Les forfaits fiscaux sont essentiellement une spécialité latine. Un particularisme moins glorieux que les autres à défendre face à la majorité alémanique.
Nous a-t-on assez bassiné avec ça. Le röstigraben. D’un côté les odieux Suisses-Allemands, qui votent toujours à tort et à travers: pour des caisses multiples, pour l’armée unique, contre les étrangers, pour l’anglais à l’école, contre le français, contre l’Europe. De l’autre, les valeureux, les immenses, très progressistes, éclairés et généreux Romands, qui font et pensent, eux, tout le contraire.
Tout dépend pourtant de quels röstis on parle. Une carte, publiée par «24 heures», devrait ainsi inciter les welches et leurs amis à bomber un peu moins le torse: celle où apparaît en rouge vif les cantons dans lesquels la pratique contestée et contestable du forfait fiscal s’avère «intensive». Un bloc qui suit très exactement la frange sud du pays: Genève, Vaud, Valais et le Tessin.
Toute la Suisse allemande se retrouve en bleu clair -pratique «épisodique »- ou en bleu foncé – forfaits abolis, comme à Zurich, Schaffhouse, les deux Bâle et Appenzell Rhodes-Extérieures. A l’exception de Berne et des Grisons, en rouge clair: pratique «légère». Il faut donc constater que le forfait fiscal est d’abord une pratique de latins et accessoirement de montagnards.

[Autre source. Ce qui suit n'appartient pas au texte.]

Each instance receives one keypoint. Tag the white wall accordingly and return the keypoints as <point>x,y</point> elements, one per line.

Lors du lancement de la campagne du non à l’initiative de la gauche et des syndicats préconisant l’abolition des forfaits fiscaux, qui a-t-on retrouvé aux avant-postes? La grisonne Eveline Widmer-Schlumpf, pour le Conseil fédéral, née et habitant toujours à Felsberg – littéralement «la montagne de rochers». Ainsi que le valaisan Maurice Tornay, pour les cantons, né et habitant toujours à Orsières dans le val d’Entremont, et dont la fiduciaire, célèbre pour avoir de longues années durant révisé les comptes de Giroud Vins, s’appelle Alpes Audit.
La première invoque deux forts arguments en faveur du maintien des biens nommés forfaits: «Cette initiative est dangereuse pour l’attractivité de la Suisse et viole la souveraineté des cantons». On pourra lui rétorquer que les concessions, faites à la va-vite selon certains, par la ministre des finances, donc elle-même, aux Allemands, Américains, Anglais et autres Français sur la question du secret bancaire et des échanges d’informations, risquent d’être autrement «dangereuses pour l’attractivité de la Suisse». Quant à la souveraineté des cantons, c’est un argument qui sert pour tout et pour rien, et ne peut pas tout justifier.
Que fera Eveline Widmer-Schlumpf le jour où un canton s’avisera d’autoriser la pédophilie ou de rétablir la peine de mort? La volonté des Etats souverains du Sud de maintenir l’esclavage n’a-t-elle pas fini en guerre de Sécession?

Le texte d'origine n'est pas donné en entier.